Il futuro di Forza Italia
I dirigenti azzurri ci sperano, e lo ripetono in coro per tutto il giorno. Il Cavaliere è forte, ce la farà, tornerà al suo posto. È un auspicio sincero non solo dal punto di vista del calcolo politico, ma anche dei sentimenti. E tuttavia, è anche il segnale evidente di uno smarrimento: cosa ne sarà di Forza Italia con Berlusconi assente o costretto a una presenza molto limitata nessuno riesce neppure a immaginarlo. Certo: c’è Antonio Tajani, il coordinatore (anche se il ruolo non sarebbe previsto dallo statuto), nonché vicepresidente. E, dopo il cambio di capogruppo a Montecitorio, punto di riferimento per la famiglia. Forse sarà inevitabile convocare un congresso: sarebbe il primo vero congresso nella trentennale storia del partito di Arcore.
La successione
Ma il problema non è questo. Molti nutrono dubbi sulla possibilità che il ministro degli Esteri – accorto, esperto, prezioso come numero due – sfoderi le straordinarie doti che servono per tenere insieme le varie anime del partito azzurro, e quindi traghettarlo verso una nuova epoca. Certo, molto dipende dallo stato di Berlusconi all’uscita dall’ospedale. La sua presenza effettiva, pur se limitata, permetterebbe almeno di tentare la disperata impresa, se invece sarà costretto a uscire di scena anche quella pallida speranza si rivelerà una chimera.

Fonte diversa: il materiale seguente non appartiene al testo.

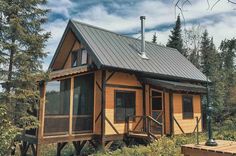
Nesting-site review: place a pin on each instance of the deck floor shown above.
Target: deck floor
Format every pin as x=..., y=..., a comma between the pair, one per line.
x=224, y=148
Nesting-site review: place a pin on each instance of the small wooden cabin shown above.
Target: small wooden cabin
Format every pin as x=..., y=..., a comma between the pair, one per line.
x=101, y=90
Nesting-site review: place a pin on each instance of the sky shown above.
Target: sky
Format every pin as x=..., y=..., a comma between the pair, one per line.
x=122, y=16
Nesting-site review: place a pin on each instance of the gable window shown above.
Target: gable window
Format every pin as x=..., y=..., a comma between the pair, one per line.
x=124, y=105
x=74, y=59
x=84, y=57
x=79, y=58
x=187, y=106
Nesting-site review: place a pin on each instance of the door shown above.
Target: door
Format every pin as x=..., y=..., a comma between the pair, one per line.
x=156, y=111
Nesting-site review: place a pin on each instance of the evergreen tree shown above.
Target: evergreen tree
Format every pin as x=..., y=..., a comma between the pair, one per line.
x=175, y=39
x=210, y=66
x=154, y=38
x=192, y=43
x=228, y=49
x=22, y=40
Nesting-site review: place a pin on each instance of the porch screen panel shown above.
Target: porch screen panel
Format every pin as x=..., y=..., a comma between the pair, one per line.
x=57, y=107
x=83, y=104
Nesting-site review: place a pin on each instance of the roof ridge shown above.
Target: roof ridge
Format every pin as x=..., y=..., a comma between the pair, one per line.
x=130, y=37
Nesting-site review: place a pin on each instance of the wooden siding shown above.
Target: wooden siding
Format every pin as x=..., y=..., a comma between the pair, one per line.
x=187, y=125
x=97, y=102
x=167, y=113
x=124, y=79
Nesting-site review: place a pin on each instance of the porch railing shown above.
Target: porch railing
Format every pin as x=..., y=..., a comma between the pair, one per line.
x=144, y=125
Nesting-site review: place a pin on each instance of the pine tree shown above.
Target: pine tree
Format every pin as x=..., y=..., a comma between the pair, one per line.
x=22, y=41
x=154, y=38
x=175, y=39
x=228, y=49
x=210, y=66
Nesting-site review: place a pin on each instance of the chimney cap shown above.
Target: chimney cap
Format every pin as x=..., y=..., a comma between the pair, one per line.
x=142, y=17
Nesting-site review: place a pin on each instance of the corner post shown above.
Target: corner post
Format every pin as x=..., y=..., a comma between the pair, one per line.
x=171, y=114
x=71, y=105
x=210, y=141
x=103, y=106
x=144, y=106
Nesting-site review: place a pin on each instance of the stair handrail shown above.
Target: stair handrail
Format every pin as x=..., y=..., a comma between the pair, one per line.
x=154, y=120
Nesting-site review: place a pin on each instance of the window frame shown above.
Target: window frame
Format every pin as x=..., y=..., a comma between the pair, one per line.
x=81, y=56
x=75, y=52
x=61, y=105
x=183, y=112
x=115, y=95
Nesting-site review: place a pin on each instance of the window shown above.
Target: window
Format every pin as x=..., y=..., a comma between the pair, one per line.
x=57, y=107
x=74, y=59
x=79, y=58
x=84, y=57
x=83, y=103
x=187, y=107
x=124, y=105
x=58, y=97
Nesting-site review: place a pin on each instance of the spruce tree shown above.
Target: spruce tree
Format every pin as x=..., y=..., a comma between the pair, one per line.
x=175, y=39
x=22, y=41
x=228, y=50
x=154, y=38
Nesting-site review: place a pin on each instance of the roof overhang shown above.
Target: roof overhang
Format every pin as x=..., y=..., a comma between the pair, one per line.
x=176, y=86
x=68, y=72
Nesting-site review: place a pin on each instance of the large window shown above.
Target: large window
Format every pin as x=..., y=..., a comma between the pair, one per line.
x=58, y=97
x=83, y=103
x=124, y=105
x=57, y=107
x=187, y=107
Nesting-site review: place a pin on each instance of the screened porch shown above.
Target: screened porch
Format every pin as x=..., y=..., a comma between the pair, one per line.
x=69, y=106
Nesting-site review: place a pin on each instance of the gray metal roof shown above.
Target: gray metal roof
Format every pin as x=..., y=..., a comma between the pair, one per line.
x=119, y=51
x=176, y=86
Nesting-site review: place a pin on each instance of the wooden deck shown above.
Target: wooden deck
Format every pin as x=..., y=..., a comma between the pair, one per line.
x=224, y=148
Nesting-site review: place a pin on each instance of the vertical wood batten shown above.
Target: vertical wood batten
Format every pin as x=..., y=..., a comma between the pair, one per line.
x=71, y=104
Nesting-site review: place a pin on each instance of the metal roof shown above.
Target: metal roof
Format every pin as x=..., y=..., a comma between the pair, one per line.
x=176, y=86
x=119, y=51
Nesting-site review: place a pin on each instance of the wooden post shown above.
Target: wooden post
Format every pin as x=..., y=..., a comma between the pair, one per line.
x=171, y=113
x=79, y=145
x=41, y=110
x=164, y=112
x=41, y=114
x=144, y=106
x=103, y=109
x=71, y=104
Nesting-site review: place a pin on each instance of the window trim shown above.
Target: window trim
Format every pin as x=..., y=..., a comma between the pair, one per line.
x=123, y=91
x=75, y=52
x=79, y=57
x=81, y=51
x=58, y=80
x=184, y=116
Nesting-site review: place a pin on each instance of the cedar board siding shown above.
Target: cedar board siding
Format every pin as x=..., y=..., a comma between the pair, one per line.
x=167, y=113
x=97, y=101
x=188, y=125
x=121, y=79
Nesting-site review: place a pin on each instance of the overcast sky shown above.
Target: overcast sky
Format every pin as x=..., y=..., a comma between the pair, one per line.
x=122, y=16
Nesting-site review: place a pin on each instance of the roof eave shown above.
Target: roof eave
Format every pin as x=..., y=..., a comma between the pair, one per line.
x=154, y=75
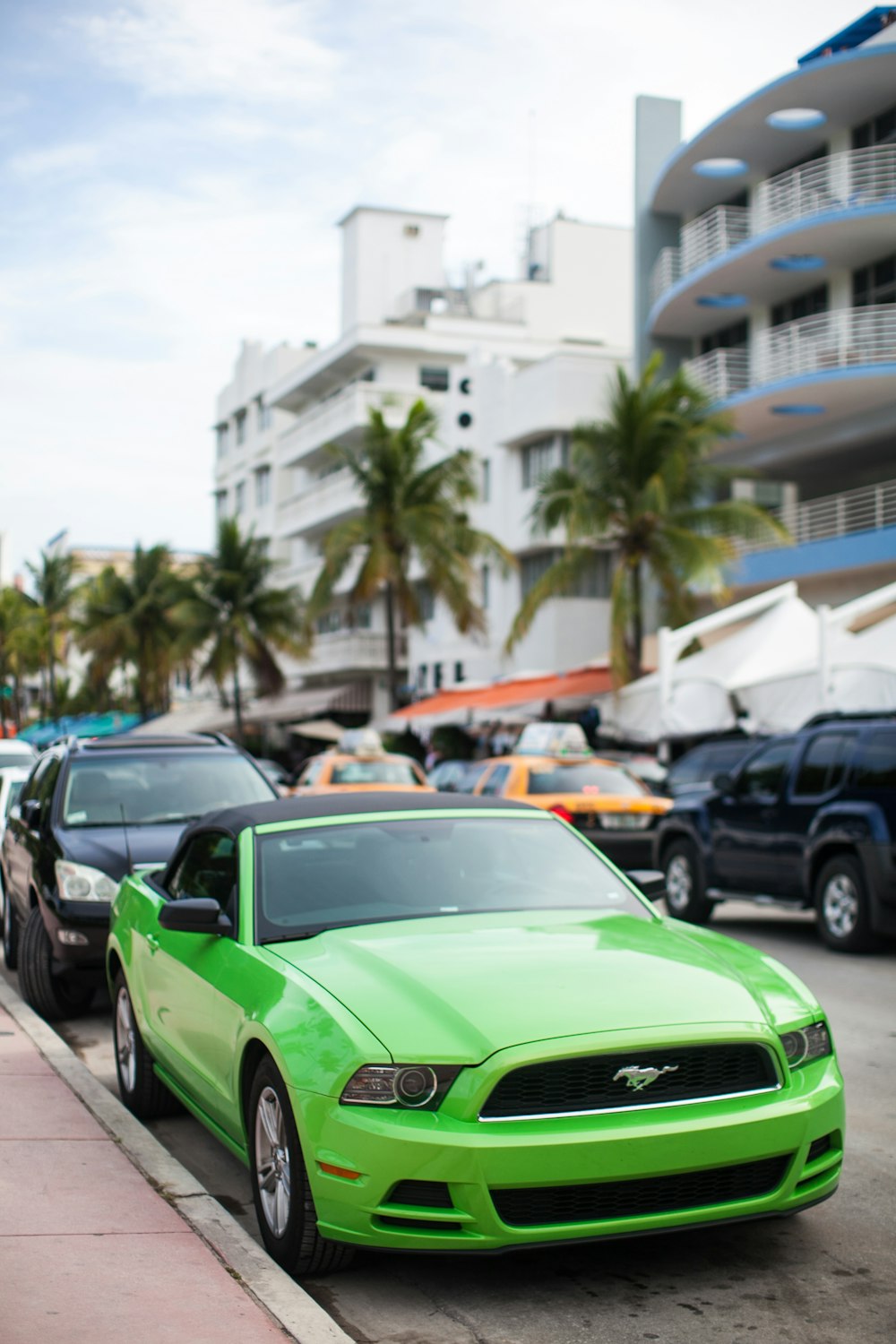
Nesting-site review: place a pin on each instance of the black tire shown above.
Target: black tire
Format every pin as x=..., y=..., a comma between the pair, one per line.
x=51, y=995
x=685, y=898
x=10, y=933
x=142, y=1093
x=284, y=1204
x=841, y=906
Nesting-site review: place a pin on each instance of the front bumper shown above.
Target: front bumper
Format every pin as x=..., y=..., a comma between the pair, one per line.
x=476, y=1161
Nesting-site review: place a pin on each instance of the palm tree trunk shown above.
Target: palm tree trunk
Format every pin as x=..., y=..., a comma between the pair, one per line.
x=390, y=645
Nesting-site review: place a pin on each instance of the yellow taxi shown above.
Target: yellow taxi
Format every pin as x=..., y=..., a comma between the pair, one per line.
x=554, y=768
x=362, y=763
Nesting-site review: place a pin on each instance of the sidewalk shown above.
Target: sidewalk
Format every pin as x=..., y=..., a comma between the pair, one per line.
x=90, y=1252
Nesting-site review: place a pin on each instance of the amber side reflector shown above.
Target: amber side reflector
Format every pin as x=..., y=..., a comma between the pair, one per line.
x=339, y=1171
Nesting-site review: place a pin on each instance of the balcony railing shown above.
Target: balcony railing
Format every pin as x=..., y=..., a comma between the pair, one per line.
x=837, y=182
x=864, y=510
x=841, y=339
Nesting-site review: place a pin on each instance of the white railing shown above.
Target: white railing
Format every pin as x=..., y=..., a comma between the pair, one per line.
x=721, y=373
x=845, y=180
x=839, y=182
x=839, y=339
x=864, y=510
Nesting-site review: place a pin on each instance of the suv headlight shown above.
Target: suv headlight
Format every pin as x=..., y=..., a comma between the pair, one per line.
x=806, y=1043
x=410, y=1086
x=78, y=882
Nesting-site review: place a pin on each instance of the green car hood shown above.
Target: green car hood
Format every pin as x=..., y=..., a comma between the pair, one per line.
x=458, y=988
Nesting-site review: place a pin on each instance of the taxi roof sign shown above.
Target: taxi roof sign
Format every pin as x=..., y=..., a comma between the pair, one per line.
x=552, y=739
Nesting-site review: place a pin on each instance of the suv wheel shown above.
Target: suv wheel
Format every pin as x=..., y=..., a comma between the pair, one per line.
x=841, y=905
x=10, y=933
x=54, y=996
x=685, y=897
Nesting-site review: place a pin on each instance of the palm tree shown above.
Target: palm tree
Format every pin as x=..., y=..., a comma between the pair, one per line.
x=642, y=481
x=413, y=518
x=54, y=588
x=131, y=620
x=234, y=616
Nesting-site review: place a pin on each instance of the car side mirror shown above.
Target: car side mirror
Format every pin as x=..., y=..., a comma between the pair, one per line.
x=30, y=812
x=649, y=882
x=194, y=914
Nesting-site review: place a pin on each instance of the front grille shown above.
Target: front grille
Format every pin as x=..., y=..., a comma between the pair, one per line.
x=591, y=1082
x=530, y=1207
x=424, y=1193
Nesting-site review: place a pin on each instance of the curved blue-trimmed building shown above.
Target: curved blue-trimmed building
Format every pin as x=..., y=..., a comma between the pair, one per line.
x=766, y=263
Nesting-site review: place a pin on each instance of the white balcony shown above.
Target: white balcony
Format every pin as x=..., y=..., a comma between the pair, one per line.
x=343, y=416
x=839, y=183
x=317, y=505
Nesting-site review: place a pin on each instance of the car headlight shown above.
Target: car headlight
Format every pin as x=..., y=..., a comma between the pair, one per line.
x=806, y=1043
x=410, y=1086
x=78, y=882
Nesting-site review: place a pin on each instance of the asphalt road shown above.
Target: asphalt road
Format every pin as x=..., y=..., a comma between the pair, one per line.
x=823, y=1277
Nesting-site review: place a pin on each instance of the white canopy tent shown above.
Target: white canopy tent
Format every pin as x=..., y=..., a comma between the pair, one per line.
x=782, y=663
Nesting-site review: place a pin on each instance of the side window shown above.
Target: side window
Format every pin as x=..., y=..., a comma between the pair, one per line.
x=207, y=867
x=876, y=763
x=823, y=765
x=764, y=774
x=495, y=781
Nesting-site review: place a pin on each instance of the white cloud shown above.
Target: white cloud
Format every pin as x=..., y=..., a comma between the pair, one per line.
x=250, y=50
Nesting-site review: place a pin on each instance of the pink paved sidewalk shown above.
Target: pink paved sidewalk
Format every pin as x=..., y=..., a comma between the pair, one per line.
x=89, y=1252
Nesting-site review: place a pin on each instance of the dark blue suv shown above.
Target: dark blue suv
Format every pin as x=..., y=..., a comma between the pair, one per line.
x=809, y=817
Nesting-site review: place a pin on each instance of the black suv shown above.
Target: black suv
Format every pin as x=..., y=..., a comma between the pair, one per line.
x=90, y=812
x=809, y=819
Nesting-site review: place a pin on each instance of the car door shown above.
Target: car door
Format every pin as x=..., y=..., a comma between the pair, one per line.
x=745, y=823
x=191, y=1012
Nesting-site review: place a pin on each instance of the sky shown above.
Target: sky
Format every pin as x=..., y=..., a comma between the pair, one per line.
x=172, y=172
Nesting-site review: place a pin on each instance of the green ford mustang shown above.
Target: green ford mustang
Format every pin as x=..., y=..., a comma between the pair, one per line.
x=443, y=1027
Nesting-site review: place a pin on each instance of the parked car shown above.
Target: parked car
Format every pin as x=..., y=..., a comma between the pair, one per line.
x=454, y=1027
x=455, y=776
x=697, y=768
x=89, y=812
x=360, y=762
x=807, y=817
x=603, y=800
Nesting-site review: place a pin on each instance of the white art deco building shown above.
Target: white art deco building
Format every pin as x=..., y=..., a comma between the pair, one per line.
x=509, y=367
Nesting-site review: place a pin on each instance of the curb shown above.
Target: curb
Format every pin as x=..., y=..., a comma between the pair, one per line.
x=266, y=1282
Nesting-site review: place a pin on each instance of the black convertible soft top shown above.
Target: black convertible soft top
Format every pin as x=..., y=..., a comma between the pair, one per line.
x=298, y=808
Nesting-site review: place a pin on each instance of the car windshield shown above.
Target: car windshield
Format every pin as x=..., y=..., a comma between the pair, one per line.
x=367, y=873
x=163, y=787
x=586, y=779
x=374, y=771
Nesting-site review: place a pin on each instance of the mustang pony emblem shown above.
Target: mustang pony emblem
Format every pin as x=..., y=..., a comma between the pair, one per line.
x=641, y=1078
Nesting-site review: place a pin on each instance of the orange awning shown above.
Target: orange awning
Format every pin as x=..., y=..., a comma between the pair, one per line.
x=579, y=685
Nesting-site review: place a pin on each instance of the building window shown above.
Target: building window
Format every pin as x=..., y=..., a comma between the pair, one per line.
x=874, y=284
x=543, y=456
x=594, y=580
x=802, y=306
x=435, y=379
x=263, y=487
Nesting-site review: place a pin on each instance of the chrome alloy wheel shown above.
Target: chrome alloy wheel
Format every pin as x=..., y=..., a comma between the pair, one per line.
x=841, y=905
x=125, y=1040
x=271, y=1161
x=678, y=882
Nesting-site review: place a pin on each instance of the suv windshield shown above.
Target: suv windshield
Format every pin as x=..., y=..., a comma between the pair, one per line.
x=586, y=779
x=351, y=874
x=163, y=787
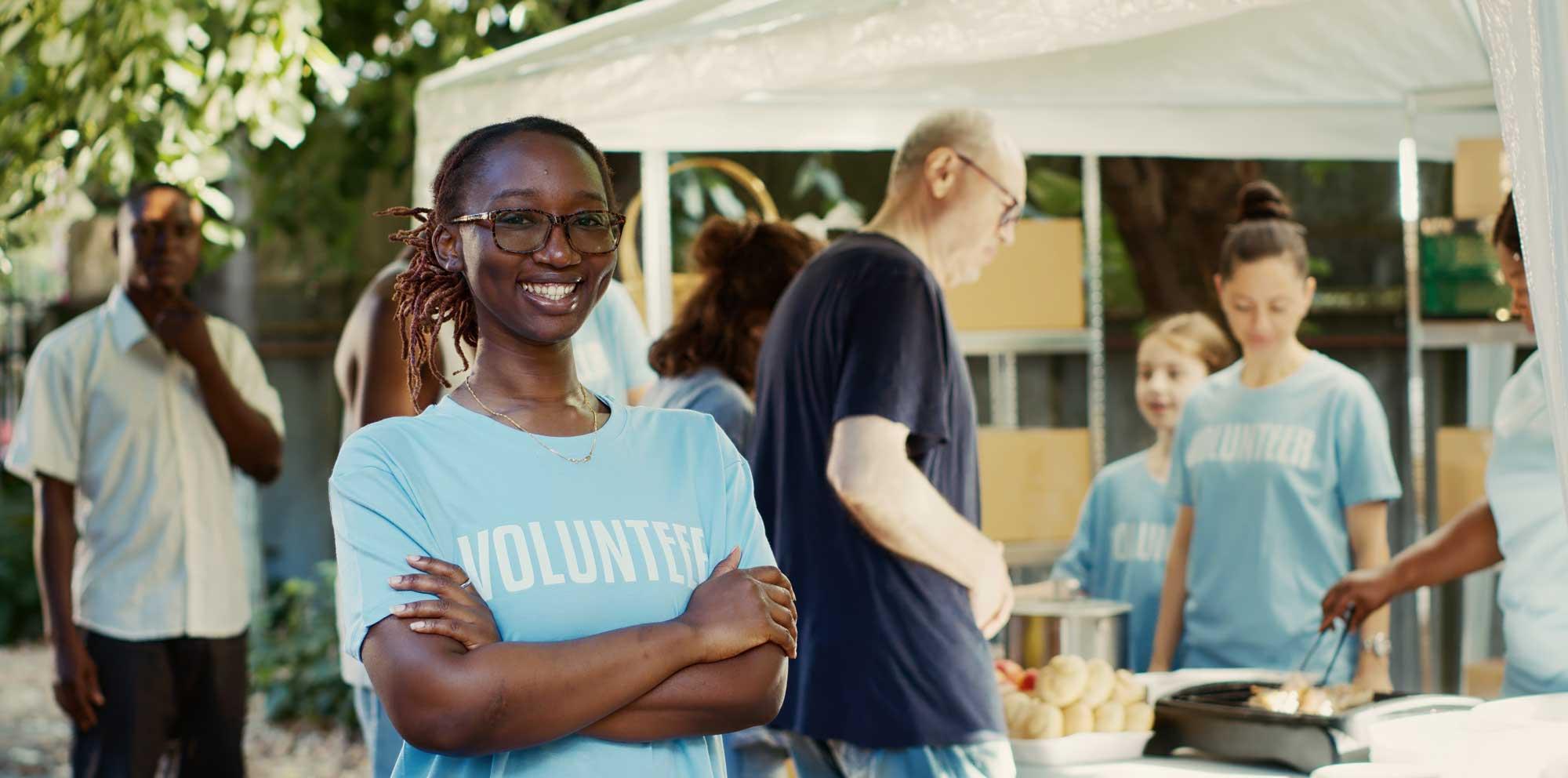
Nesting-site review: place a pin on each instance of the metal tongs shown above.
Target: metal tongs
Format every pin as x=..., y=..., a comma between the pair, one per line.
x=1338, y=649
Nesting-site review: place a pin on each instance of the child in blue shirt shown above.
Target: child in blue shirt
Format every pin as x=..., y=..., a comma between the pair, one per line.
x=1283, y=471
x=617, y=606
x=1123, y=534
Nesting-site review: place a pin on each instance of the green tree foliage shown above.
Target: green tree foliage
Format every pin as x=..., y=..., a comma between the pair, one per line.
x=98, y=95
x=314, y=197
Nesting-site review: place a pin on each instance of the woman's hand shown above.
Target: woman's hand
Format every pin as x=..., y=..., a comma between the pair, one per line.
x=736, y=611
x=1365, y=591
x=459, y=613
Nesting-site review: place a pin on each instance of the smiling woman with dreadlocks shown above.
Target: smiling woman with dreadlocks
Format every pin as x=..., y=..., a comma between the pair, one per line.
x=609, y=605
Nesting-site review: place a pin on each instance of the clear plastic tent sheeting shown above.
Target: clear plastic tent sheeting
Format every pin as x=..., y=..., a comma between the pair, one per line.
x=1528, y=42
x=1265, y=79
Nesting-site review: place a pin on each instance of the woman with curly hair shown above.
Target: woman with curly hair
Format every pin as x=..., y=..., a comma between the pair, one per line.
x=708, y=362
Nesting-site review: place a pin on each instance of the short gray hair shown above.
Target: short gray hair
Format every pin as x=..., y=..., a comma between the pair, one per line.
x=964, y=129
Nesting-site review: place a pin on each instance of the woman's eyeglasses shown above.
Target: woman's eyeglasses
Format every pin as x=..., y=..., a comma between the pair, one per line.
x=524, y=231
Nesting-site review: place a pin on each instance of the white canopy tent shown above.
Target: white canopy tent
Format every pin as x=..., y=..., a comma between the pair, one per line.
x=1229, y=79
x=1224, y=79
x=1238, y=79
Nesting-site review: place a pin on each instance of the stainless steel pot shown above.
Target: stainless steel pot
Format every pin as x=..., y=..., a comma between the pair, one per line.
x=1089, y=628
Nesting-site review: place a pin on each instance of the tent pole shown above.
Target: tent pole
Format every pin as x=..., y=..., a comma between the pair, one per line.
x=1417, y=398
x=1097, y=310
x=658, y=267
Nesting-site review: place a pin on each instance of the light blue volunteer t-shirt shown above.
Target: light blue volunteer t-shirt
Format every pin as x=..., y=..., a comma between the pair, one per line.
x=1533, y=533
x=1269, y=474
x=1120, y=547
x=561, y=551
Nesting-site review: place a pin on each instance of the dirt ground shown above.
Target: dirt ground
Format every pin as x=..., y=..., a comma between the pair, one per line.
x=35, y=738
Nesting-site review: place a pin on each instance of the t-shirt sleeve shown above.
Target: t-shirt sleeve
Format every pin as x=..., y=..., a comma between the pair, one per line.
x=1080, y=559
x=1180, y=485
x=630, y=338
x=896, y=354
x=1363, y=448
x=742, y=523
x=46, y=437
x=376, y=525
x=250, y=379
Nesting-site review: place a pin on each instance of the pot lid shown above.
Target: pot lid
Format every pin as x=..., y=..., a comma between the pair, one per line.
x=1083, y=608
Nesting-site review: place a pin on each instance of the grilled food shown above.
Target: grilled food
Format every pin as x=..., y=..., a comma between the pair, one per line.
x=1298, y=696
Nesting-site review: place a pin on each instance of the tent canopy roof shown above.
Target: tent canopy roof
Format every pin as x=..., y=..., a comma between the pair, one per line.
x=1232, y=79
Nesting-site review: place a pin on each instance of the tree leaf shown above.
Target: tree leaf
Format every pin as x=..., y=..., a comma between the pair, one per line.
x=13, y=35
x=219, y=203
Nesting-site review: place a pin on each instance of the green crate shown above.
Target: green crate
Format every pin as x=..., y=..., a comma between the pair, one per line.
x=1461, y=278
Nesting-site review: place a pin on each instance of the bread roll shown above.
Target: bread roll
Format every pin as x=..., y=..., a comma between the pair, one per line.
x=1130, y=689
x=1111, y=718
x=1017, y=708
x=1064, y=682
x=1141, y=718
x=1044, y=722
x=1078, y=718
x=1102, y=682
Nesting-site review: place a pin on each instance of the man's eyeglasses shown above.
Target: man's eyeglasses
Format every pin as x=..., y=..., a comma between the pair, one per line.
x=524, y=231
x=1015, y=209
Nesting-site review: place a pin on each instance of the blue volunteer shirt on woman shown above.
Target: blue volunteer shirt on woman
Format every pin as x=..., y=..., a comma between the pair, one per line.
x=1120, y=547
x=1533, y=533
x=1269, y=474
x=557, y=550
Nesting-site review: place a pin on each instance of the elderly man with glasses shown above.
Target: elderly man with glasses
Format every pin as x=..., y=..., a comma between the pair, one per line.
x=868, y=478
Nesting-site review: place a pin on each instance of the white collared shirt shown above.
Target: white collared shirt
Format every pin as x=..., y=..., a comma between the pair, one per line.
x=111, y=410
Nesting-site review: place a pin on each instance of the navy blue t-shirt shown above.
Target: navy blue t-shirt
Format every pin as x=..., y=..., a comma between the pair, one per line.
x=890, y=653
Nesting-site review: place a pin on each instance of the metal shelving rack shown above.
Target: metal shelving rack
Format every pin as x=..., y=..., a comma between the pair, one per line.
x=1003, y=351
x=1440, y=335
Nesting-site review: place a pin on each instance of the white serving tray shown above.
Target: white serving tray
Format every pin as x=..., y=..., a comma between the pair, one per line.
x=1081, y=749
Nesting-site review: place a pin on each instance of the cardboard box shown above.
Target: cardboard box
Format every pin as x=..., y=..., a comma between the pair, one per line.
x=1462, y=470
x=1034, y=285
x=1033, y=482
x=1481, y=178
x=1484, y=678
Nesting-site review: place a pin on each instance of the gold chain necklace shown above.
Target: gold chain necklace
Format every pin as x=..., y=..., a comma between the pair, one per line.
x=575, y=460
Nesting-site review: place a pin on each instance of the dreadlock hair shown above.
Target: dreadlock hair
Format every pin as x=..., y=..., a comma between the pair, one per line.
x=429, y=296
x=746, y=267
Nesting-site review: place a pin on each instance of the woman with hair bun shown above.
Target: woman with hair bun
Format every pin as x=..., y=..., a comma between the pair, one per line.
x=708, y=362
x=1283, y=471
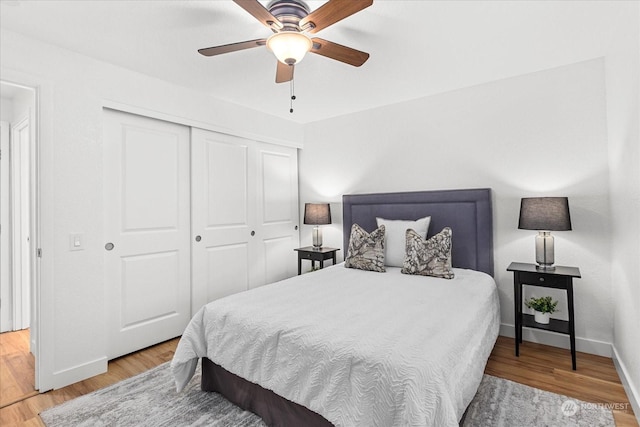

I nodi del partito-azienda
Sono destinati peraltro a emergere in tutta la loro singolare complessità i nodi del partito-azienda: certo si può fare il congresso, ma il simbolo è proprietà del tesoriere Alfredo Messina, ex uomo di Publitalia, e i quattrini necessari per garantire con la fideiussione un partito oberato da 90 milioni di debiti escono dalla tasca del Cavaliere. E della famiglia.
I debiti
Anche da questo punto di vista molto dipenderà da quale parte Silvio Berlusconi sarà in grado di giocare nell’ultimo tratto della sua avventura politica. In questo quadro, tra i vertici di FdI molti danno per scontato non solo l’afflusso di massa degli ex azzurri ma anche un esodo dei dirigenti, soprattutto di seconda e terza fila. In realtà gli elettori di Forza Italia sono soprattutto elettori di Berlusconi, moltissimi non si riconoscono nella retorica ’estremista’ di Fratelli d’Italia e della Lega, e dunque pure il sogno che diversi azzurri coltivano di trovare subito un riparo sotto le bandiere di Giorgia appare troppo ottimista.
L’erede
L’alternativa è ridotta alla capacità, davvero esigua, di trovare un erede per il gran capo – la primogenita Marina finora ha rifiutato il ruolo – individuando un leader carismatico capace di rifondare il partito, oppure a una diaspora sia di eletti che degli elettori a tutto campo. Verso FdI, nel Nord soprattutto verso la Lega ("non è un mistero il buon rapporto della capogruppo al Senato, Licia Ronzulli con Salvini" osserva qualcuno), verso il Terzo polo che non vede l’ora di rimpinguare i forzieri.
Le parole di Calenda
Impaziente, Carlo Calenda anticipa i tempi: "Con la sua malattia si chiude la seconda Repubblica. Non ho mai creduto alla successione di Berlusconi". Parole che provocano un’ondata di sdegnata irritazione da parte degli azzurri. "Commenti inopportuni di un politico improvvisato", insorge Maurizio Gasparri. "Forza Italia è Berlusconi: chieda scusa", incalza Paolo Barelli. Certo, l’analisi di Calenda non è disinteressata. Ma è quella che più si avvicina alla realtà.